Los árboles siguieron: en el mejor de los casos se los decapitó para dar paso al cableado -que si se ajustara a la normativa debería ser subterráneo-. Nuestras calles, que podían ser reconocidas por sus arboledas, fueron empeoradas minuciosamente. Un árbol es un activo de la ciudad: demora unos 20 años en crecer. En una ecuación absurda, cambiamos árboles por cablerío.
El 2 de abril tuvimos una muestra de lo que viene.
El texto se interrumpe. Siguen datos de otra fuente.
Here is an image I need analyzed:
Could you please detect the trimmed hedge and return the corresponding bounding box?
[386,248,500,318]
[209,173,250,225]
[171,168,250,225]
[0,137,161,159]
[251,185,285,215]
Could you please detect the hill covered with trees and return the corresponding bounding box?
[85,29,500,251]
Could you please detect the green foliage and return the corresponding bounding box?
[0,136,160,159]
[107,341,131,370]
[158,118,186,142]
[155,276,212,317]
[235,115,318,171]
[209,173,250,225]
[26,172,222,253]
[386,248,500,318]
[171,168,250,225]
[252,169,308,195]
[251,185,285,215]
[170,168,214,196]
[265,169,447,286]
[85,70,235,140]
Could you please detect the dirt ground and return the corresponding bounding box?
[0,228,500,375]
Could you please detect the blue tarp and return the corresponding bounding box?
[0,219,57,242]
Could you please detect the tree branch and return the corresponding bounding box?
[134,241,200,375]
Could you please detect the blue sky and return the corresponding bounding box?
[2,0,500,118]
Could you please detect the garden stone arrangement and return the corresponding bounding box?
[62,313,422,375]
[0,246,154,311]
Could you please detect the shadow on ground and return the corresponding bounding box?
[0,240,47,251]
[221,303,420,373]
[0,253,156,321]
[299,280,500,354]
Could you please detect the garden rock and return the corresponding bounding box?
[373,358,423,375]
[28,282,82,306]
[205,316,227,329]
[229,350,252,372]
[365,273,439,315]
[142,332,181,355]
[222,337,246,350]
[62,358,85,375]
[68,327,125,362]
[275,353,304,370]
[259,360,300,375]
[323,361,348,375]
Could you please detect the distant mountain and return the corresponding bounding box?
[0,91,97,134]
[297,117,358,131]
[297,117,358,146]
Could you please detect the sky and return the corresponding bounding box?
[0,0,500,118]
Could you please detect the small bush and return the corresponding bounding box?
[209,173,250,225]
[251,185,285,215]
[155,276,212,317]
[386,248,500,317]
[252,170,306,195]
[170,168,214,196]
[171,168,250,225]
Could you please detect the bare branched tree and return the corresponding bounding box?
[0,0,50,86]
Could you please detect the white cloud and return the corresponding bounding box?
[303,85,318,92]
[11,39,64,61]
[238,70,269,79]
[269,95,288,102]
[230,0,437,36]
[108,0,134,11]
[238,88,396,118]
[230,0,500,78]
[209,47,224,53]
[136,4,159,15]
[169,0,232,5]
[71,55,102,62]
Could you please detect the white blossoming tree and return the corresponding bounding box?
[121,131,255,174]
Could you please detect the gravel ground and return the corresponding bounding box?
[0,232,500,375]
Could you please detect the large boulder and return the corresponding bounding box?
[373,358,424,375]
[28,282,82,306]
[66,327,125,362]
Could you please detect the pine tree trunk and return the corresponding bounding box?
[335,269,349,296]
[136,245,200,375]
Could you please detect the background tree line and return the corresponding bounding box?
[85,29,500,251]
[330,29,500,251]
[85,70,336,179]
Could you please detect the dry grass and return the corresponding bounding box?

No se trató de una tragedia irrepetible: el 2 de abril es sólo un momento en un proceso donde la agredida es la calle, y una muestra de lo que la ciudad nos devolverá si seguimos permitiendo se “construya” cuando en realidad la están destruyendo. Un desarrollo auténtico sólo es posible a través de una planificación que tenga en cuenta no sólo el beneficio de los jugadores inmobiliarios sino también la posibilidad de brindar acceso al techo, de desarrollar la periferia, preservar el carácter de la ciudad y su patrimonio para que también prosperen otros comercios, ofrecer alternativas de transporte, garantizar un espacio público de calidad para todos, multiplicar su infraestructura. En fin, devolverle a La Plata su carácter sustentable, producto de un pensamiento de vanguardia –hoy perdido en la irracional y prepotente, casi estúpida, fiebre del cemento y la especulación-. Sin embargo, desde abril nadie ha movido un pelo, ni en el Estado, ni en los Colegios profesionales, para corregir el acelerado deterioro de La Plata. Los “emprendimientos” continúan, las “obras” anunciadas son básicamente insuficientes, aunque se llevaran a cabo. La prensa sigue guardando silencio.
Concluyendo, soy quien vive dentro de las casas o los departamentos. Soy quien camina por la calle, o conduce un auto, o tal vez, preferiría andar en bicicleta, o tomarse un micro. Soy quien paga el alumbrado, barrido y limpieza, y quiere ver a sus hijos jugando en paz en la vereda.
Soy quien vota.
Sin embargo, he sido silenciado y están borrando mi memoria.
Si destruimos la calle, si permitimos que destruyan el espacio de todos y arrasen con nuestra historia, nos encontraremos en poco tiempo con una ciudad sin rasgos, devaluada en su propuesta pero con viviendas caras, aunque minúsculas y sombrías; sin servicios, sin memoria, forzada a una mayor exclusión, y seguramente mayor violencia.
Y sin rastro de su luminoso pasado, cuando fue admirada por los urbanistas del mundo.
Soy el vecino, quería que me escucharan.